Caso Benício: Polícia apura tentativa de adulteração de prontuário
Testemunhas relatam manipulação de documento após morte de Benício
- Publicado: 13/02/2026
- Alterado: 07/12/2025
- Autor: Redação
- Fonte: Sorria!,
A Polícia Civil do Amazonas apura a suspeita de que a médica Juliana Brasil Santos tenha tentado alterar o prontuário do menino Benício Xavier, de 6 anos, morto após receber doses incorretas de adrenalina em um hospital particular de Manaus.
Segundo o delegado Marcelo Martins, responsável pelo inquérito, ao menos três testemunhas afirmaram que a profissional tentou acessar e modificar o registro da prescrição logo após o atendimento.
A médica admitiu o erro em documento enviado à polícia e também em mensagens trocadas com um colega médico. Porém, sua defesa sustenta que a confissão ocorreu “no calor do momento”.
A técnica de enfermagem Raiza Bentes Paiva, que aplicou o medicamento, também é investigada. Ambas respondem em liberdade.
Polícia avalia possibilidade de dolo eventual
De acordo com o delegado, os depoimentos de funcionários que estavam no hospital no momento do atendimento de Benício reforçam a suspeita de tentativa de supressão da prescrição original — onde constaria o registro da adrenalina aplicada por via endovenosa, e não por nebulização.
Martins afirma que, caso a liminar de Habeas Corpus que impede a prisão preventiva da médica não estivesse em vigor, a suposta tentativa de adulteração por si só justificaria um pedido de detenção.
“Temos três testemunhas que apontam essa situação. Se não fosse o Habeas Corpus, adulteração de provas seria um motivo forte para prisão”, declarou o delegado.
A conduta da médica está sendo analisada sob a possibilidade de dolo eventual, caso fique comprovado que houve indiferença com o risco à vida de Benício.
Defesa fala em falha de sistema; família rebate
Os advogados de Juliana afirmam que o erro de medicamento do Benício teria sido provocado por uma falha do sistema automatizado do Hospital Santa Júlia, que teria modificado a via de administração durante o registro.
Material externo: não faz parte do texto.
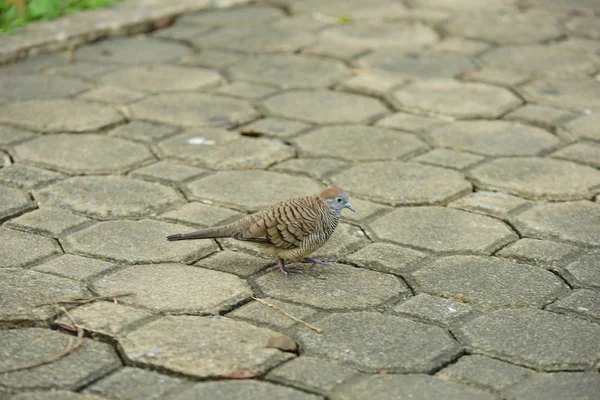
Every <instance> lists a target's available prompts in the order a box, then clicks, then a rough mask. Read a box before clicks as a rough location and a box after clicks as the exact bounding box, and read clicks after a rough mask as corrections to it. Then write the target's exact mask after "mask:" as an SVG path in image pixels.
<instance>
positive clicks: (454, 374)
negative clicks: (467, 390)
mask: <svg viewBox="0 0 600 400" xmlns="http://www.w3.org/2000/svg"><path fill="white" fill-rule="evenodd" d="M531 374H532V371H531V370H528V369H527V368H523V367H519V366H517V365H513V364H509V363H506V362H503V361H500V360H496V359H494V358H490V357H485V356H481V355H479V354H473V355H468V356H464V357H461V358H460V359H459V360H458V362H456V363H455V364H451V365H449V366H448V367H446V368H444V369H443V370H441V371H440V372H438V373H437V374H436V377H438V378H441V379H445V380H451V381H458V382H461V383H466V384H472V385H475V386H479V387H481V388H483V389H488V390H501V389H503V388H505V387H508V386H511V385H514V384H515V383H517V382H520V381H522V380H524V379H526V378H527V377H528V376H530V375H531Z"/></svg>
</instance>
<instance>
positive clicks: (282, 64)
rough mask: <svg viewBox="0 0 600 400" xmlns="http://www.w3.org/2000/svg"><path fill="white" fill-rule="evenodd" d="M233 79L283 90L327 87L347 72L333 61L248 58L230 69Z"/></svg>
mask: <svg viewBox="0 0 600 400" xmlns="http://www.w3.org/2000/svg"><path fill="white" fill-rule="evenodd" d="M229 73H230V75H231V76H232V77H233V79H240V80H245V81H251V82H258V83H265V84H275V85H279V86H281V87H283V88H286V89H287V88H319V87H328V86H331V85H333V84H334V83H336V82H338V81H340V80H342V79H344V78H346V77H348V76H349V75H350V70H348V68H346V66H345V65H344V64H343V63H342V62H340V61H336V60H326V59H318V58H310V57H302V56H296V55H270V56H259V57H254V58H250V59H248V60H246V61H244V62H243V63H240V64H237V65H234V66H232V67H230V68H229Z"/></svg>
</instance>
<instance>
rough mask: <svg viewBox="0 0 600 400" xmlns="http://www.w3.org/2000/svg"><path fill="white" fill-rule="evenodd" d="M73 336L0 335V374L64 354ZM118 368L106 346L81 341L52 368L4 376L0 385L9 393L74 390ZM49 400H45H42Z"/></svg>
mask: <svg viewBox="0 0 600 400" xmlns="http://www.w3.org/2000/svg"><path fill="white" fill-rule="evenodd" d="M72 339H73V338H72V336H70V335H65V334H63V333H59V332H56V331H51V330H50V329H39V328H27V329H18V330H6V331H0V345H1V347H2V349H3V353H4V356H3V357H2V361H0V370H10V369H12V368H19V367H24V366H27V365H31V364H34V363H37V362H40V361H43V360H46V359H48V358H50V357H53V356H54V355H55V354H57V353H59V352H62V351H64V349H65V347H67V344H68V343H70V341H71V340H72ZM120 365H121V362H120V360H119V357H118V356H117V354H116V353H115V352H114V350H113V349H112V346H110V345H109V344H106V343H99V342H96V341H93V340H90V339H83V345H82V346H81V347H80V348H78V349H77V350H76V351H73V352H71V353H70V354H69V355H67V356H65V357H63V358H61V359H60V360H58V361H55V362H53V363H51V364H45V365H42V366H39V367H35V368H29V369H24V370H21V371H16V372H11V373H5V374H3V375H2V377H1V378H0V382H2V385H3V386H5V387H9V388H12V389H21V390H22V389H37V390H39V389H50V388H62V389H71V390H74V389H76V388H79V387H81V386H83V385H85V384H87V383H90V382H92V381H94V380H95V379H98V378H99V377H101V376H103V375H105V374H107V373H108V372H110V371H112V370H114V369H117V368H118V367H119V366H120ZM43 398H48V397H43Z"/></svg>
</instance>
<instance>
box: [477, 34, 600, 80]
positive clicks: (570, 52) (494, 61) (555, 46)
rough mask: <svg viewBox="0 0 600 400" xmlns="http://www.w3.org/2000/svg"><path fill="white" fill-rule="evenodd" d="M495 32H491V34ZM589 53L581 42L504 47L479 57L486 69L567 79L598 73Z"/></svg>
mask: <svg viewBox="0 0 600 400" xmlns="http://www.w3.org/2000/svg"><path fill="white" fill-rule="evenodd" d="M490 32H492V31H490ZM590 53H591V52H590V50H589V49H588V48H586V46H584V45H581V44H580V43H578V42H574V41H566V42H560V43H550V44H540V45H524V46H503V47H498V48H496V49H493V50H491V51H489V52H487V53H485V54H484V55H482V56H481V57H480V60H481V61H482V63H483V64H484V65H488V66H493V67H496V68H508V69H512V70H516V71H522V72H526V73H530V74H534V75H538V76H548V77H566V76H571V75H584V74H591V73H593V72H594V71H595V70H596V66H595V63H594V60H593V59H592V57H591V54H590Z"/></svg>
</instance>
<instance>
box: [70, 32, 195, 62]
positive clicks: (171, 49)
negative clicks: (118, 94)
mask: <svg viewBox="0 0 600 400" xmlns="http://www.w3.org/2000/svg"><path fill="white" fill-rule="evenodd" d="M189 52H190V50H189V49H188V48H187V47H186V46H184V45H183V44H180V43H175V42H173V41H165V40H159V39H152V38H145V37H137V38H136V37H131V38H119V39H113V40H104V41H101V42H98V43H95V44H93V45H90V46H84V47H80V48H79V49H78V50H77V59H78V60H87V61H93V62H100V63H117V64H151V63H166V62H169V61H173V60H176V59H178V58H179V57H181V56H183V55H185V54H188V53H189Z"/></svg>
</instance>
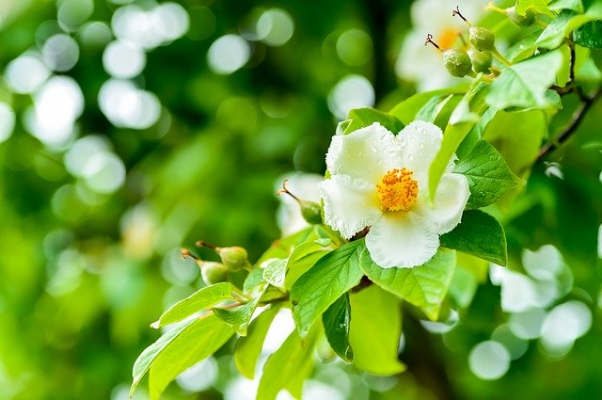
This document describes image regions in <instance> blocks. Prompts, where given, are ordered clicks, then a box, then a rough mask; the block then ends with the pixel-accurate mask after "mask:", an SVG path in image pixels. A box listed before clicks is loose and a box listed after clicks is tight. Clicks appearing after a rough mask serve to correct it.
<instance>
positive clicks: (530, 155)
mask: <svg viewBox="0 0 602 400" xmlns="http://www.w3.org/2000/svg"><path fill="white" fill-rule="evenodd" d="M513 126H514V127H520V129H508V127H513ZM547 127H548V122H547V117H546V114H545V113H544V112H543V111H539V110H532V111H525V112H517V113H514V112H513V113H507V112H503V111H500V112H498V113H497V114H496V116H495V117H494V118H493V119H492V120H491V122H489V124H488V125H487V127H486V128H485V132H484V133H483V139H484V140H486V141H488V142H489V143H491V144H492V145H493V146H494V147H495V148H496V149H497V150H498V151H499V152H500V154H501V155H502V157H504V160H505V161H506V165H508V168H510V170H511V171H512V172H513V173H514V174H515V175H517V176H519V177H523V176H524V174H525V172H526V171H527V170H528V169H529V168H530V167H531V166H532V165H533V163H534V162H535V160H536V159H537V154H538V152H539V148H540V146H541V142H542V140H543V138H544V137H545V135H546V133H547V129H548V128H547Z"/></svg>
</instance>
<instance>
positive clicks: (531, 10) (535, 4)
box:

Segundo a defesa, a médica não teria percebido a alteração.
“O sistema pode corrigir automaticamente a via de administração. Se fosse uma prescrição manual, o erro não teria ocorrido”, disse o advogado Felipe Braga.
A versão, no entanto, é contestada pela família de Benício, que divulgou uma carta aberta afirmando que não houve falha no sistema. O documento destaca que, horas depois, profissionais da UTI conseguiram registrar corretamente a via inalatória — o que, segundo eles, provaria que o software estava funcionando normalmente.
A confirmação de eventual falha técnica só poderá ser feita após perícia no sistema do hospital, de acordo com a polícia.
Novos depoimentos e investigações em andamento
Entre segunda (1º) e terça-feira (2), médicos e enfermeiros que estavam de plantão na UTI prestaram depoimento. Os pais de Benício também foram ouvidos para confirmar informações já coletadas.
O médico Enryko Garcia, que recebeu mensagens da colega após o erro, confirmou a troca de comunicação. Já o enfermeiro Tairo Maciel corroborou a versão da técnica de enfermagem, que disse ter ficado sozinha no atendimento — o que diverge do relato da médica.
O CREMAM abriu processo ético sigiloso contra Juliana, e o hospital afastou os dois profissionais envolvidos.
O atendimento que terminou em tragédia
Benício deu entrada no Hospital Santa Júlia em 22 de novembro com tosse seca e suspeita de laringite. A família afirmou que o menino recebeu lavagem nasal, medicação e três doses de adrenalina intravenosa, aplicadas a cada 30 minutos — procedimento incompatível com quadros respiratórios como o dele.
Após a administração das doses, o estado de saúde do menino se agravou rapidamente. Ele ficou pálido, com extremidades arroxeadas e relatou que “o coração estava queimando”. A saturação caiu para cerca de 75%.
Levado à sala vermelha e, mais tarde, à UTI, sofreu seis paradas cardíacas durante a intubação. Morreu às 2h55 de 23 de novembro.
A polícia investiga o caso como homicídio doloso qualificado, incluindo a hipótese de crueldade.